Quant à la description du milieu gay elle est tout aussi misérable, représenté par un cabaret de transformistes rempli de vieux vicieux en quête de chair fraîche et de travestis aussi pitoyables que grossiers. Si l'homosexuel est un dangereux tueur potentiel il est aussi un être déviant mal dans sa peau qui doit se travestir pour exister. En ce sens le titre alternatif plutôt contestable du film est assez explicite. On connaît désormais le sexe de la violence!
Malgré la grossièreté de son propos souvent discutable, Les tueurs fous brille néanmoins par certaines qualités ne serait ce que pour le cadre dans lequel Szulzinger filme ses deux paumés amoraux, celui d'un Bruxelles souvent nocturne, ses banlieues et provinces environnantes plongées dans un décor hivernal et pluvieux, gris, sombre, triste, déprimant à l'image du film lui même et de la tristesse de la vie de ses deux personnages qui promènent le spectateur de bars crasses en quartiers glauques, le long de routes de campagne froide et embrumée mise en valeur par une photographie tout aussi hivernale. Les tueurs fous se rapproche ainsi des films de banlieues américaines, de leur description d'une jungle urbaine propice à la violence et au désoeuvrement. Accompagné d'une intéressante partition musicale psychédélique le film bénéficie en outre d'une mise en scène plutôt efficace et d'une interprétation dans l'ensemble convaincante de la part des deux principaux comédiens. Dominique Rollin et Roland Maden, tout à fait crédibles même s'il leur manque ce grain de démence suggérée par le titre.

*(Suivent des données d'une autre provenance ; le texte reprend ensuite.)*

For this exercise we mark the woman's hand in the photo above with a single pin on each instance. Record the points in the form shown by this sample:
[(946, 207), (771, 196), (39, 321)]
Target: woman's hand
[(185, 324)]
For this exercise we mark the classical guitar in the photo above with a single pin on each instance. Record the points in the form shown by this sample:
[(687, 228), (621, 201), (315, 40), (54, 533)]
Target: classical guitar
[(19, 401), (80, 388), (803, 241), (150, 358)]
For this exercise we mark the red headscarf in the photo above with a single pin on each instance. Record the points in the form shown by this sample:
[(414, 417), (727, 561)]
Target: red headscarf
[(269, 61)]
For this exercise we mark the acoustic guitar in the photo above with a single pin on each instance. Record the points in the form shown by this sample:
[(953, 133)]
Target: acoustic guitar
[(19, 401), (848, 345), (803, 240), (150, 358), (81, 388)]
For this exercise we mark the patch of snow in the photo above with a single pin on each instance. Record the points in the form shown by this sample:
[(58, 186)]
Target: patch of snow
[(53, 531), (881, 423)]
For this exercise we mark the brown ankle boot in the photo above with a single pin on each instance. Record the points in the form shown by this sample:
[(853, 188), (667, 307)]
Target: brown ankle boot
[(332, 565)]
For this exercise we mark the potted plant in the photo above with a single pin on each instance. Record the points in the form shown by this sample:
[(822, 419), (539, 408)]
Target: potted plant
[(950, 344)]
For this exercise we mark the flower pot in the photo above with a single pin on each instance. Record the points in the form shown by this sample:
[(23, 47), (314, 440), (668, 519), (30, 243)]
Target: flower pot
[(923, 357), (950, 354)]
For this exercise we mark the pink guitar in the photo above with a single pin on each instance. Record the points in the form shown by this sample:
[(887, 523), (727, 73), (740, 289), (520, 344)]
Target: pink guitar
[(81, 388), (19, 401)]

Plus curieuse est la présence au générique de Christian Barbier dans la peau d'un pauvre motocycliste humilié puis froidement abattu d'une balle dans la nuque par nos tueurs après un long calvaire.
Les tueurs fous est un thriller sombre et dérangeant plus brutal dans son propos, sa radicalité et la froideur dont fait preuve Szulzinger que dans ses images. Déçus pourraient donc être ceux qui en espéraient une déferlante de violence graphique. De par son ambiguïté et sa gratuité il exerce une certaine fascination / répulsion sur un spectateur amateur d'exploitation et d'atmosphère glauque qui n'a que faire de trop d'explications. Qualifié d'insoutenable lors de sa sortie, Les tueurs fous fit jadis coulé beaucoup d'encre, visé par une censure ébranlée par un naturel si glacial. Aujourd'hui s'il fait encore débat quant à la position à adopter face aux agissements de ses deux paumés le film paraitra bien inoffensif même s'il n'a pas vraiment perdu de sa force visuelle et du malaise qu'il peut engendrer.
Quoiqu'il en soit voila un très bel exemple de cinéma d'exploitation belge à (re)découvrir d'urgence.
Après un ultime sursaut cinématographique en 1980 avec Mama Dracula Szulzinger continuera un temps sa carrière en tant que producteur avant de totalement disparaitre comme évaporé de la surface de la planète.